We would consider it exploitative and unfair if you copy, modify, or distribute any of the Museum of Care’s content without acknowledgement or use Museum of Care project(s) without the prior approval of the curators of those particular projects. They belong to their authors. However, you are welcome to contact the authors/curators and discuss it with them. The Museum of Care has no rights or authority over the Projects of the Museum of Care.

The Museum of Care as project was conceived by David Graeber and Nika Dubrovsky, who jointly come up with the idea in the series of publications. It was developed with the help and support of many people and will always stay a non-commercial, public project for everyone to join.

Contributing

Please, keep in mind that you are a participant, not a customer.
If you’d like to help us, you can contribute in different ways.

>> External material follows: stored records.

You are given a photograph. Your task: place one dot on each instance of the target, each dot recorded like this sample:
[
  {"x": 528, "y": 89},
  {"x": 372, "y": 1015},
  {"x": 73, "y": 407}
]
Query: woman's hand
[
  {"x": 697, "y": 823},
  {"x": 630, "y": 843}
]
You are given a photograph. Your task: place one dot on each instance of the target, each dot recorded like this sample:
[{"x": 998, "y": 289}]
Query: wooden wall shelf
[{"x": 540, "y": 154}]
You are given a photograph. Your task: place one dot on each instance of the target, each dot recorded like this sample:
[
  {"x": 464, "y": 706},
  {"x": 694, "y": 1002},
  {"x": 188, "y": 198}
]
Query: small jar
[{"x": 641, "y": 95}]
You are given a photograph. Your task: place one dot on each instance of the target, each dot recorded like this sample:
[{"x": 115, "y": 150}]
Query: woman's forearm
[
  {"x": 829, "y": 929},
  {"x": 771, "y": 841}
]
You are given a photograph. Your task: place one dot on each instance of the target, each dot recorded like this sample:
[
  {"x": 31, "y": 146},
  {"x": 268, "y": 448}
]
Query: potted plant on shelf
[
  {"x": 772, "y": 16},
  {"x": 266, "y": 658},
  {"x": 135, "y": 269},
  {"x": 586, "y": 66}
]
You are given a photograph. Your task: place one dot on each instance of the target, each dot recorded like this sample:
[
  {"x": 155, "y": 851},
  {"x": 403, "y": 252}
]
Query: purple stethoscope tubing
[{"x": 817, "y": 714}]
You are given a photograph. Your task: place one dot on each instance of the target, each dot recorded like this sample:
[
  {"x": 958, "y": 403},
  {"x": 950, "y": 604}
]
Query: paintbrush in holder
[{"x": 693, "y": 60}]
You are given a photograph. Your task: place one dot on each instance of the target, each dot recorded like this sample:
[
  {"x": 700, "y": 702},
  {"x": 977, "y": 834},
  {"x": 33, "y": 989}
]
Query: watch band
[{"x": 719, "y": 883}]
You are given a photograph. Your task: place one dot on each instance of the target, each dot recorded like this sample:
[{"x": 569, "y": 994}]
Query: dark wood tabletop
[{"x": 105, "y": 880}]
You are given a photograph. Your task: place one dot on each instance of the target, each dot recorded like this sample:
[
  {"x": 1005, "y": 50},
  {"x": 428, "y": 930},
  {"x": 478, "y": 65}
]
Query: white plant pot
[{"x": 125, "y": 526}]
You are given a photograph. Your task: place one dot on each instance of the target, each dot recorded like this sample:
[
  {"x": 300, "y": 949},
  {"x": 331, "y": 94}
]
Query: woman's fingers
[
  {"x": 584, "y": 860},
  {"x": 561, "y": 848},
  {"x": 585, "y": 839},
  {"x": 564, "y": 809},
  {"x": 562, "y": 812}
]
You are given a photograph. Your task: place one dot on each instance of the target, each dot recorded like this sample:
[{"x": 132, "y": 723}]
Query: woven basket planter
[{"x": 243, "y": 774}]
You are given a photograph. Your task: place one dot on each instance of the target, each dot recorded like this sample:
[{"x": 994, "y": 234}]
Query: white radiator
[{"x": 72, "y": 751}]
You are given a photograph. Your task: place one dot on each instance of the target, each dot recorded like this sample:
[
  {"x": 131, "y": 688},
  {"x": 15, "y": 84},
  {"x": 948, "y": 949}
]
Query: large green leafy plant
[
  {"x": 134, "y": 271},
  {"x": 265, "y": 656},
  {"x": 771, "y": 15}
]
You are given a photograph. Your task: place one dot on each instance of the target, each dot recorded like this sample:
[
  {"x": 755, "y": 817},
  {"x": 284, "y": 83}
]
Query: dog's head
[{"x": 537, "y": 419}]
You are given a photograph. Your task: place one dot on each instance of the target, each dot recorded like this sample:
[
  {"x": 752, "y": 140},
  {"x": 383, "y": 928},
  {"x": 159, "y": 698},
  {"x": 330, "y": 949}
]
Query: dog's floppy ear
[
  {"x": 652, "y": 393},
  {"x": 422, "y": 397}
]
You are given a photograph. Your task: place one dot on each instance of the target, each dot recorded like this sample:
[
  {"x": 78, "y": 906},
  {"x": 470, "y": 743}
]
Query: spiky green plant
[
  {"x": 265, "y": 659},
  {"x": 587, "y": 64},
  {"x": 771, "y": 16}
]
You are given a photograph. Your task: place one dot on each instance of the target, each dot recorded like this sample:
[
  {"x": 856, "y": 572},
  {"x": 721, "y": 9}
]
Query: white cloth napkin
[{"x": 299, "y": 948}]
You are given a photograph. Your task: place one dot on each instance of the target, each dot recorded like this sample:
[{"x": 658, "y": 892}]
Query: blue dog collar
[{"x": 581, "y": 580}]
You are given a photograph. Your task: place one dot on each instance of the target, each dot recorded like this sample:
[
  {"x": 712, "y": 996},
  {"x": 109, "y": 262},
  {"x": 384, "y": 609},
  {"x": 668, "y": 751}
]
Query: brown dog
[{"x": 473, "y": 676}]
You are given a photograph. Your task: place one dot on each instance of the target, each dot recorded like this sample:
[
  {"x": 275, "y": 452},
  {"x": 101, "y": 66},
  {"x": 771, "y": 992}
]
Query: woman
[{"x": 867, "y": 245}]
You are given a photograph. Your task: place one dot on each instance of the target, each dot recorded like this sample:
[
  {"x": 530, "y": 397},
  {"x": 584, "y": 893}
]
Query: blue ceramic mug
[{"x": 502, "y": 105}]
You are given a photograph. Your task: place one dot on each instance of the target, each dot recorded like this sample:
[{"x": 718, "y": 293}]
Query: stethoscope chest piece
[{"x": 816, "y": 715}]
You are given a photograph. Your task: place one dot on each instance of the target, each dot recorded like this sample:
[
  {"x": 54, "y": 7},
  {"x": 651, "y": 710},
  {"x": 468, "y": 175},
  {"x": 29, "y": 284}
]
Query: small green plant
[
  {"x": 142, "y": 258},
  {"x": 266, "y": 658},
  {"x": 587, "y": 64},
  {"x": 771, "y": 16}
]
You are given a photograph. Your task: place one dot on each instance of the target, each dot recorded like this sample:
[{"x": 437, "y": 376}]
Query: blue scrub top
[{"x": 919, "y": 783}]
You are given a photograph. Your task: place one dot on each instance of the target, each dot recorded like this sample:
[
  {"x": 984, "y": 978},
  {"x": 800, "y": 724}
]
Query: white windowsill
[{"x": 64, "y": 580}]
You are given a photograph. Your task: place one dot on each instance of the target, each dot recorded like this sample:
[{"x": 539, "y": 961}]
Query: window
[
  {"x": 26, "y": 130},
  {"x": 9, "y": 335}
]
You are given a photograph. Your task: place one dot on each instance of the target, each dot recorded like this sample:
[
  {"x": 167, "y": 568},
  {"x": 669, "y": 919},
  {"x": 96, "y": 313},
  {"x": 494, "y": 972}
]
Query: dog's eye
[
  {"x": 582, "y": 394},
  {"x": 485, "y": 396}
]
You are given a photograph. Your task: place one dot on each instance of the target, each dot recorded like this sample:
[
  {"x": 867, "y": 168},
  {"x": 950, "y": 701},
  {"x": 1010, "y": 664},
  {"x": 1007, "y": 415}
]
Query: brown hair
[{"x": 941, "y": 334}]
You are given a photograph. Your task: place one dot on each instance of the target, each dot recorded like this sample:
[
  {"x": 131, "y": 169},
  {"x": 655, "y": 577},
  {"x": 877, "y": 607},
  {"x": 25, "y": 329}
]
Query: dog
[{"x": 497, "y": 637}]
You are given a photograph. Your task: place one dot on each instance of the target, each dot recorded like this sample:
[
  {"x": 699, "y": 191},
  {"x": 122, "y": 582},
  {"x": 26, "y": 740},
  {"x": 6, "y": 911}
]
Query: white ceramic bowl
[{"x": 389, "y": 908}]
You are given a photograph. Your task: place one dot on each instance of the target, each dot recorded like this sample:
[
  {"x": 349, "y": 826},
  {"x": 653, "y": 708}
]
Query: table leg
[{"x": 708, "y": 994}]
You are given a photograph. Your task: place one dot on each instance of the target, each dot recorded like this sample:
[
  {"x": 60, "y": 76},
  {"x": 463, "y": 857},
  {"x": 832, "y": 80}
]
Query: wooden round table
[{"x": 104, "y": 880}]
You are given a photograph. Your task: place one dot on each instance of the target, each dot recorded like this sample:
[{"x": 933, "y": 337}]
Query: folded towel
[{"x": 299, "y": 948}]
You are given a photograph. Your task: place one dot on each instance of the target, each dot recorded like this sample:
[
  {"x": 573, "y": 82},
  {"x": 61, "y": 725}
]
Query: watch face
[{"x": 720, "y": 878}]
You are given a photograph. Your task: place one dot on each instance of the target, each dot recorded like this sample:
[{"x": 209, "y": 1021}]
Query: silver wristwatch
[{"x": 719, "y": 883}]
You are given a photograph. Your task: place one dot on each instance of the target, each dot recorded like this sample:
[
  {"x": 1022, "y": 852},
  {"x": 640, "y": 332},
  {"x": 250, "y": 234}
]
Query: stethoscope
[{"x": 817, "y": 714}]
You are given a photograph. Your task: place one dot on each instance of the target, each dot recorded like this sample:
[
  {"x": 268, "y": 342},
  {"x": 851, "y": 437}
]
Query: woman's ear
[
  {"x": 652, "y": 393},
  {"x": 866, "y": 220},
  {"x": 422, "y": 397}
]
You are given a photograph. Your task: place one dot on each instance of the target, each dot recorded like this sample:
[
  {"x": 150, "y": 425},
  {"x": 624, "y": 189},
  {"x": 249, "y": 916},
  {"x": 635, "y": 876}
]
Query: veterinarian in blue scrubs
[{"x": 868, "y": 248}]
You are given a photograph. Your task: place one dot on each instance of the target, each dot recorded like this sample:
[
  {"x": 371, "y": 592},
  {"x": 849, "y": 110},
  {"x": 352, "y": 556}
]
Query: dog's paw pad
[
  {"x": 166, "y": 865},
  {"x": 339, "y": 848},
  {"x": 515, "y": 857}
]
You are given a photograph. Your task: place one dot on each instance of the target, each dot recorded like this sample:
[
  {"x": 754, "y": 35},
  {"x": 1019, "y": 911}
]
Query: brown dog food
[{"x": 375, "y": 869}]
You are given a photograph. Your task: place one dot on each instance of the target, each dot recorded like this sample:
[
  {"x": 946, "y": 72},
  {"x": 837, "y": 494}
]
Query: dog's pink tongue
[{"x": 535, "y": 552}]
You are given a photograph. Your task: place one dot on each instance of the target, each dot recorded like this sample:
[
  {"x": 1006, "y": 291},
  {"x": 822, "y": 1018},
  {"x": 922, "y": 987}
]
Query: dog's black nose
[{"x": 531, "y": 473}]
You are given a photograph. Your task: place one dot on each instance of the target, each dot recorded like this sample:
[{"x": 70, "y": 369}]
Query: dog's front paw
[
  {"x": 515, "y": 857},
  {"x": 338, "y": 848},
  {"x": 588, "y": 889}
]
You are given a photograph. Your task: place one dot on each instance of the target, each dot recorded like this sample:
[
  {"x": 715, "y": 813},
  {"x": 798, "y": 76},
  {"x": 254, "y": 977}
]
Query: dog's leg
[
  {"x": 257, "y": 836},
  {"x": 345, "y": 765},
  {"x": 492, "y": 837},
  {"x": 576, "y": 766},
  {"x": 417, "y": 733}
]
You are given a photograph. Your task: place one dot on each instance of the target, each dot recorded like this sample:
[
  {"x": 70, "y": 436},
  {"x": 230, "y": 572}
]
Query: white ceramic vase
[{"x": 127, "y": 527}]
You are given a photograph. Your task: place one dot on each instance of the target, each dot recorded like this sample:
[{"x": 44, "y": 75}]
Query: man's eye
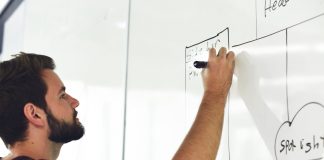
[{"x": 63, "y": 96}]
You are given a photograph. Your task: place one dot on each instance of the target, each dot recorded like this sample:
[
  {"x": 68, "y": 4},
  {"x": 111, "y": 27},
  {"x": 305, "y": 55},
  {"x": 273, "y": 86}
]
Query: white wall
[
  {"x": 88, "y": 40},
  {"x": 275, "y": 75}
]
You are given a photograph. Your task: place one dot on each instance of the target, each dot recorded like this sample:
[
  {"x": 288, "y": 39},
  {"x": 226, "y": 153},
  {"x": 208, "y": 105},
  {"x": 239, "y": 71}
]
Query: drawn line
[
  {"x": 256, "y": 20},
  {"x": 208, "y": 38},
  {"x": 126, "y": 82},
  {"x": 228, "y": 110},
  {"x": 287, "y": 100},
  {"x": 322, "y": 14},
  {"x": 290, "y": 123}
]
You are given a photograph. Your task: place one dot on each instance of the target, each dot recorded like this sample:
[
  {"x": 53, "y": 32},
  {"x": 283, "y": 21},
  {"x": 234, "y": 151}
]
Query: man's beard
[{"x": 61, "y": 131}]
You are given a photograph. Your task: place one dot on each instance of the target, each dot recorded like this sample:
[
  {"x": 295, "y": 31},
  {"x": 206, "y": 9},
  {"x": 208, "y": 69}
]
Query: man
[{"x": 37, "y": 117}]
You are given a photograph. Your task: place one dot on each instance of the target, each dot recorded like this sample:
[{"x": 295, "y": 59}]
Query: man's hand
[
  {"x": 203, "y": 139},
  {"x": 218, "y": 75}
]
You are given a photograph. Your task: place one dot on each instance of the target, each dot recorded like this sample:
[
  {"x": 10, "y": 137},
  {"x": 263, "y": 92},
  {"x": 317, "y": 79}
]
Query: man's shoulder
[{"x": 20, "y": 158}]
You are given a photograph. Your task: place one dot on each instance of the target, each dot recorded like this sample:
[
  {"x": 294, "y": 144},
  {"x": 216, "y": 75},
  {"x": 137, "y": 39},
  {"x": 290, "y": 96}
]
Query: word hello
[{"x": 273, "y": 5}]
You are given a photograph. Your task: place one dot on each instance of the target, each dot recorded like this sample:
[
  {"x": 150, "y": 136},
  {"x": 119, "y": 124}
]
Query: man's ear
[{"x": 34, "y": 114}]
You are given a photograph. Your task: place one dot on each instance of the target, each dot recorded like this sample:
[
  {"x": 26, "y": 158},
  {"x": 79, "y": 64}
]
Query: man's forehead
[{"x": 52, "y": 80}]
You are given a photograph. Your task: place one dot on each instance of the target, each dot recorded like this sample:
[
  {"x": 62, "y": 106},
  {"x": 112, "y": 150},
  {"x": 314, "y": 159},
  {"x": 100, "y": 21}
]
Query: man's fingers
[
  {"x": 212, "y": 53},
  {"x": 222, "y": 52},
  {"x": 230, "y": 56}
]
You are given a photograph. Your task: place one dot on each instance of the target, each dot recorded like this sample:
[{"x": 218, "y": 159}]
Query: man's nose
[{"x": 74, "y": 102}]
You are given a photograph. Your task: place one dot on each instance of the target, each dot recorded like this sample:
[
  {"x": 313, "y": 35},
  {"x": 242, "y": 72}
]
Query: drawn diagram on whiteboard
[{"x": 279, "y": 80}]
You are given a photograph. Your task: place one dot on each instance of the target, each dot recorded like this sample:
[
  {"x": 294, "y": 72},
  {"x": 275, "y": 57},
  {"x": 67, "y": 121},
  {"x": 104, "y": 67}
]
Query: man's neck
[{"x": 36, "y": 149}]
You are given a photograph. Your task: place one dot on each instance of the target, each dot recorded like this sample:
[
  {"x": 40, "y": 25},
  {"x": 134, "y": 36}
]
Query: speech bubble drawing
[{"x": 302, "y": 138}]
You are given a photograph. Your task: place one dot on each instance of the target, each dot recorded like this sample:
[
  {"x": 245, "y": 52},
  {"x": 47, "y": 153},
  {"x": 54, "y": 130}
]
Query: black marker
[{"x": 200, "y": 64}]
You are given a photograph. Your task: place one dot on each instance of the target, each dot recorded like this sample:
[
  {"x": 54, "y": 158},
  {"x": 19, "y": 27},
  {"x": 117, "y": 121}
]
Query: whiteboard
[
  {"x": 277, "y": 90},
  {"x": 275, "y": 108}
]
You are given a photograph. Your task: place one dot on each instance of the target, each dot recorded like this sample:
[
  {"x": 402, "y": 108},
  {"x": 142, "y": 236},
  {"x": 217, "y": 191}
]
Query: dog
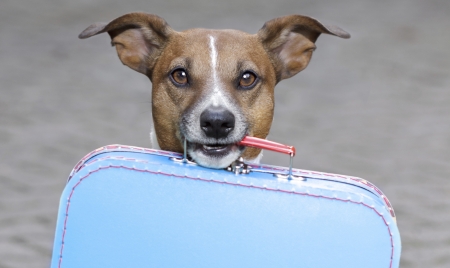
[{"x": 213, "y": 87}]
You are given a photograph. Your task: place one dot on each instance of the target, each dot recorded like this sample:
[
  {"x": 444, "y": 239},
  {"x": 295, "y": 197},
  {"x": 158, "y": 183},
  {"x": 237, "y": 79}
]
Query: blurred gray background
[{"x": 376, "y": 106}]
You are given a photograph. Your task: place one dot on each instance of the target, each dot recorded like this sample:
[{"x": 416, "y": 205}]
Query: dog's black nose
[{"x": 217, "y": 122}]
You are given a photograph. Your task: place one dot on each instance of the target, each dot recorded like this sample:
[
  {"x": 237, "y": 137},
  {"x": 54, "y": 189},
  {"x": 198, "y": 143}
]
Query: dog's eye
[
  {"x": 247, "y": 80},
  {"x": 179, "y": 76}
]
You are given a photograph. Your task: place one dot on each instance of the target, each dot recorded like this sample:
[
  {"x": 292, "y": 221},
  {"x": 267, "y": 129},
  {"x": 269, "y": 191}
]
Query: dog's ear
[
  {"x": 139, "y": 38},
  {"x": 289, "y": 41}
]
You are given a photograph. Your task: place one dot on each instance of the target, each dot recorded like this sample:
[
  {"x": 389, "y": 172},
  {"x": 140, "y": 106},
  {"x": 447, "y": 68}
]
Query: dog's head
[{"x": 213, "y": 87}]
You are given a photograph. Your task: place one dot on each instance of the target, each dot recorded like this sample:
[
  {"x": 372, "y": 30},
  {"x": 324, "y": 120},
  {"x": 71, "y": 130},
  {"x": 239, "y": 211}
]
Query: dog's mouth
[
  {"x": 215, "y": 149},
  {"x": 214, "y": 155}
]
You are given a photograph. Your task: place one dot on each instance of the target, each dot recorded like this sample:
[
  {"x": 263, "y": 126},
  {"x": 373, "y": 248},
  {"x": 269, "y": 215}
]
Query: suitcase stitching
[{"x": 210, "y": 180}]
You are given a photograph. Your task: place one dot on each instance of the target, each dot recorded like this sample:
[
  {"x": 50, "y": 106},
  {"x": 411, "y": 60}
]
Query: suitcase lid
[
  {"x": 262, "y": 168},
  {"x": 100, "y": 177}
]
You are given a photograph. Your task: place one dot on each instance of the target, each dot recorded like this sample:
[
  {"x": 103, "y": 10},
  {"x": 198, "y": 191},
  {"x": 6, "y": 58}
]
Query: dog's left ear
[
  {"x": 289, "y": 41},
  {"x": 139, "y": 38}
]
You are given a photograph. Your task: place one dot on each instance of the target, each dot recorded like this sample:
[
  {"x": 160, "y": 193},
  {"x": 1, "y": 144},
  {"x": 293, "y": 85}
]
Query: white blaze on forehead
[{"x": 217, "y": 95}]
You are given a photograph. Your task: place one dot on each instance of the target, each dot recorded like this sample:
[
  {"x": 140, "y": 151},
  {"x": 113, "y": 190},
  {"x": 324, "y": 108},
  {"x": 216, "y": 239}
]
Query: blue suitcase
[{"x": 126, "y": 206}]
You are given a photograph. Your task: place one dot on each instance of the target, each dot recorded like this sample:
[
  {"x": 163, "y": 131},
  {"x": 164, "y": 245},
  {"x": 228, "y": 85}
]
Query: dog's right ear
[{"x": 139, "y": 38}]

  1. Set up your own room or project
  2. Spread the word. Invite your friends. Explain why it’s important.
  3. Help translating. Design promo materials. Print and distribute stickers.

CURATING AT Museum of cares

If you participate in a collective project, such as a reading group or an exhibition, your rights as a curator are limited. When organizing a room, you can set terms such as “I don’t want to post videos of my group online” or “I want to post videos online”. The members of your group, after reading the terms and conditions, will be able to decide if they are happy with your terms and conditions. Some people want to see themselves online, others are strongly against it. Once everyone agreed, the terms can’t be change.

Unless the curator specifies otherwise, often at the start of the room’s mission statement, it is assumed that the room and all its content are intended for free, non-commercial distribution on the Museum of Caring and the David Graeber Institute’s websites and social media.